Minnesota’s Department of Human Services (DHS) headed by its Commissioner Tony Lourey has issued a document to both houses of Congress detailing its data breach happened with the department affecting 11,000 people. It only took the hackers to persuade a DHS employee in opening an “invoice” email, and the department normally receives 92,500 phishing/spam emails for the last five months. It only shows that it only takes one less informed employee opening a malicious email to cause infiltration in a network at the expense of thousands of user data.
“During this cyberattack, the hacker used the state email account of an employee in our Direct Care and Treatment administration to send legitimate-looking emails to one of the employee’s co-workers. The hacker would have had the ability to view, download or otherwise obtain some of the account’s contents during this cyberattack. DHS is unable to identify what, if any, information was viewed or obtained by the hacker. After the DHS employees reported the suspicious emails to MNIT, it took action to secure the compromised account and investigate the incident,” explained the Commissioner Tony Lourey.
DHS itself has no capability to track down and identify all people whose personal files have been breached, hence the department hired an external team in order to handle the complexity of tracking down the potential victims. The 3rd party team is mandated to contact all victims and offer them help by March 21, 2019.

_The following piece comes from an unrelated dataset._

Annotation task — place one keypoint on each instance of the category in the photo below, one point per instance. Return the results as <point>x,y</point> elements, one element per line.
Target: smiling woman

“At the time it was compromised, the account contained various types of personal information about DHS’ clients, employees and applicants, including but not limited to first and last names, dates of birth, contact information, treatment data and legal history. The account also contained Social Security numbers of two individuals at the time it was compromised; it did not contain any financial account information,” added Lourey.
DHS has acquired a new cybersecurity tool that they claim will block future cyber attacks by hardening their system. The department is also aware that their current IT policies were very lenient, and it is now undergoing a major audit, new IT policies will be rolled out that will prevent major cyber attacks in the future.
“This cyberattack is an assault on our efforts in state government to provide quality services to Minnesotans in need. We pledge to do everything we can to uphold the privacy of the Minnesotans who receive services through our programs. We apologize for any concern or other negative impact due to this incident. We will also post information about this incident in our website http://mn.gov/dhs and prepare a report about this incident. We sincerely regret this data security incident,” said Lourey.
In support of the DHS’ desire to improve their cybersecurity arrangement, Minnesota’s Chief Information Security Officer has been ordered to harden DHS’ systems in order to keep intruders from successfully pulling off a phishing attack again.
“With further investment, we can improve our ability to detect and deflect e-mail-based and other kinds of cyberattacks in the future to bring those numbers down,” said Aaron Call, Minnesota’s CISO.